I program Django applications referenced by a set of short unique object labels named slugs. A slug column is uniquely queried across a model and easily indexed for fast scans. In the Bigtable world of Google App Engine slugs are optimally stored as a model’s key name. Key names are limited to 500 bytes and must be unique across your defined entity. This unique key lookup directly copies the entity into memory without needing to scan an entire distributed hashtable.
Entity key names provide very fast lookups for developers who like to plan ahead. You cannot alter the key name once it’s set and it cannot start with a number or underscores. If you can accept these limitations within your code you’ll experience an even snappier reads from your data store.
Reduce indexed columns
According to Guido, a 300 byte string stored as
Text is the same size as
String but without an index. If you have a short string you never query or sort you’ll optimize your data queries if it’s stored as
Define a favicon
App Engine developers should define favicon.ico, robots.txt, and other frequently requested file paths. Google App Engine logs frequent errors inside your administrative console if it has to hunt for your icon with every browser request.

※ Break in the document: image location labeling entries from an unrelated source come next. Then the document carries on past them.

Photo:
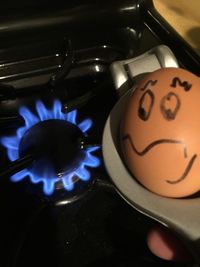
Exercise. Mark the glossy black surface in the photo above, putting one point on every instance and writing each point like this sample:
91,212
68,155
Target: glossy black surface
94,226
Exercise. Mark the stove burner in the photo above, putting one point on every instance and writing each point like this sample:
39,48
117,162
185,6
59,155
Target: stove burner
55,137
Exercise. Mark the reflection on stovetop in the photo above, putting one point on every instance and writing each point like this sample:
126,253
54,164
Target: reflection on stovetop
96,228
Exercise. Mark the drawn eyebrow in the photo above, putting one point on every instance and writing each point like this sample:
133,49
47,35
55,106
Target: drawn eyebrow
149,83
177,82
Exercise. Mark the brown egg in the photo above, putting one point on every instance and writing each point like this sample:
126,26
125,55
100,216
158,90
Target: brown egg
160,132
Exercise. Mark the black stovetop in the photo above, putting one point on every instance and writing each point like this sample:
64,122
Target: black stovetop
47,56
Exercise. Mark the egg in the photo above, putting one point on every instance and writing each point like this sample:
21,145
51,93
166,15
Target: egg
160,132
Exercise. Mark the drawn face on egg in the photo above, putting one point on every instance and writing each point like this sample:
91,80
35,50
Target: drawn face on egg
160,132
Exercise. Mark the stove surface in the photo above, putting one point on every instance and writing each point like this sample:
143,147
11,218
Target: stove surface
89,224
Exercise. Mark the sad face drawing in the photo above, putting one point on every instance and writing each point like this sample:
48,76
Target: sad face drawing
160,132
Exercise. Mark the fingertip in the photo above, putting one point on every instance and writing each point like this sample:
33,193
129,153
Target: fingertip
167,246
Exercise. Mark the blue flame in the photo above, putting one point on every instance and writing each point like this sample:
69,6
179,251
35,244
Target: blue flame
43,114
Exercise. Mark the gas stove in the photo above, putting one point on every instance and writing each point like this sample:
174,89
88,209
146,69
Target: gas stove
58,205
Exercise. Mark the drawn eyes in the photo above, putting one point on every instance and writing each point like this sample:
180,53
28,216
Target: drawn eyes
169,105
145,105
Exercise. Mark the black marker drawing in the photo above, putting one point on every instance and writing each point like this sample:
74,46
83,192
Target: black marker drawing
170,113
145,105
165,141
153,144
149,83
177,82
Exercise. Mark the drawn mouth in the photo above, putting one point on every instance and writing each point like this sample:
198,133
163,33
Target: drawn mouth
164,141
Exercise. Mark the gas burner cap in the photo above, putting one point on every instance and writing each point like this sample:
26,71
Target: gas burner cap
55,139
58,144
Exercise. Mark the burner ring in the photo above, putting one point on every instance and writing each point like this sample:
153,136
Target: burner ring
60,172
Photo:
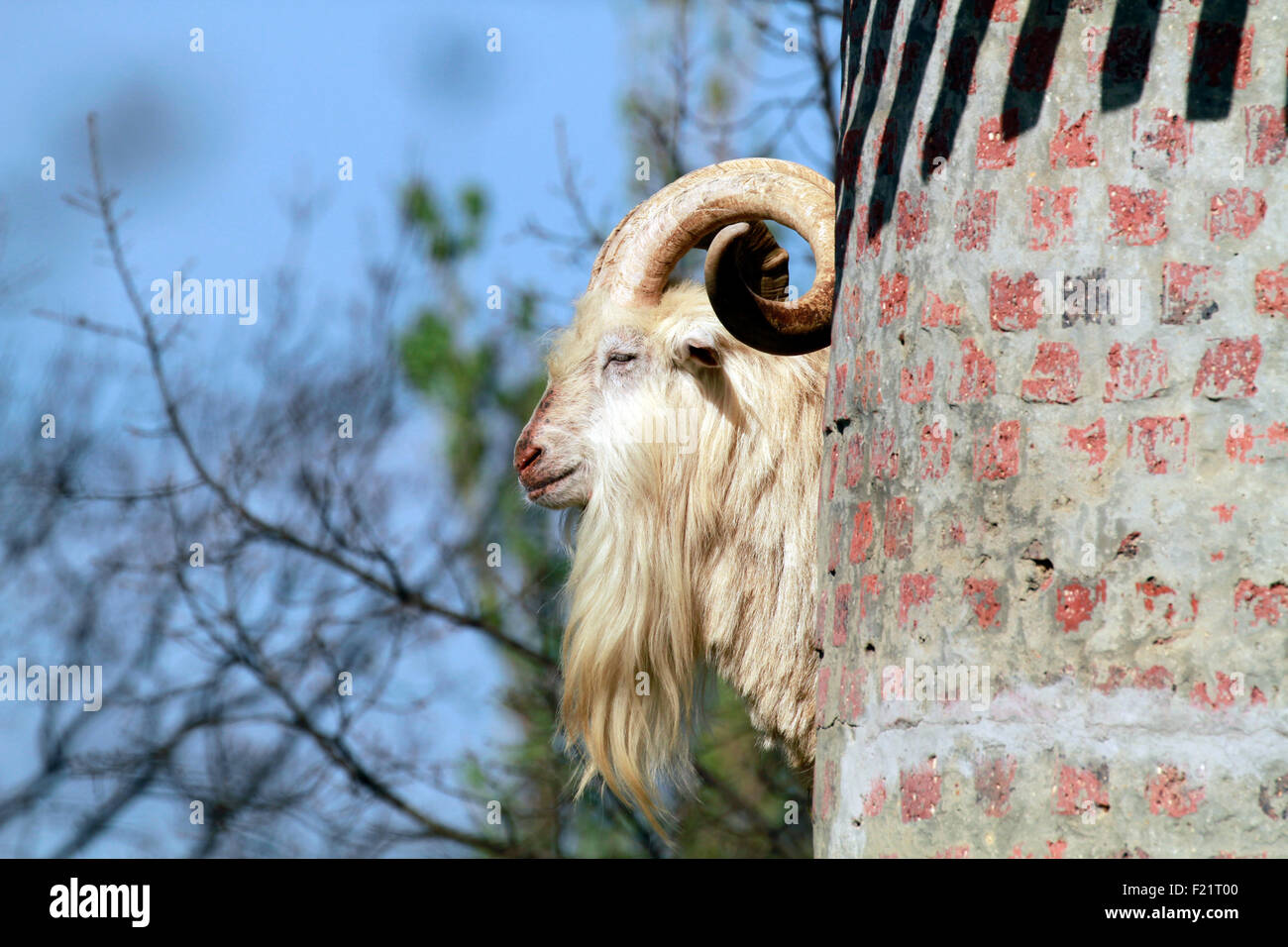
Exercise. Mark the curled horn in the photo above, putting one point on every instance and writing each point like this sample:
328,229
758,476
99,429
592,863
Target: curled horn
746,270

Define the location of your static favicon file directly from app.yaml for fast response times:
- url: /favicon.ico static_files: static/favicon.ico upload: static/favicon.ico
You should follow a similar pattern for robots.txt and optionally the verification files from Google Webmaster Tools, Yahoo! Site Explorer, and Windows Live Search.
500 response templates
Your site is not perfect. Visitors will inevitably request pages that do not exist or generate an internal server error. Your site should define default templates for
500 status codes or risk displaying whatever is sitting on Google’s NetScaler.
The screenshot above shows an error page of an App Engine application without a defined
500 handler. A link on the page suggests a visit to Google’s support website where your visitors will find no support options of interest.
Deploy and request
Developers should prime Google’s distributed server networks by issuing requests for key URLs a few minutes after deploy. These automated requests trigger your memcache storage and distribute your app instance across Google’s distributed servers. The first request requires more CPU cycles and memory than subsequent requests as Google tries to prioritize active application instances and their versions. You can speed things up by always issuing one or more requests after a successful deploy.
This process is not unlike flushing and re-populating CDN PoPs with new content from your origin server or propagating dynamic handlers across your front-end cluster. It’s best to kick off the process early and have the latest version of your content waiting for new visitors on subsequent requests.
Google App Engine simplifies the scaling process but is not a magic cloud that will erase all latency and resource usage issues in your app. App Engine requires new approaches to data storage, data latency, and resource requirements in a metered and opaque environment. Hopefully my trials and experience will speed up your App Engine web apps as you create new services in the cloud.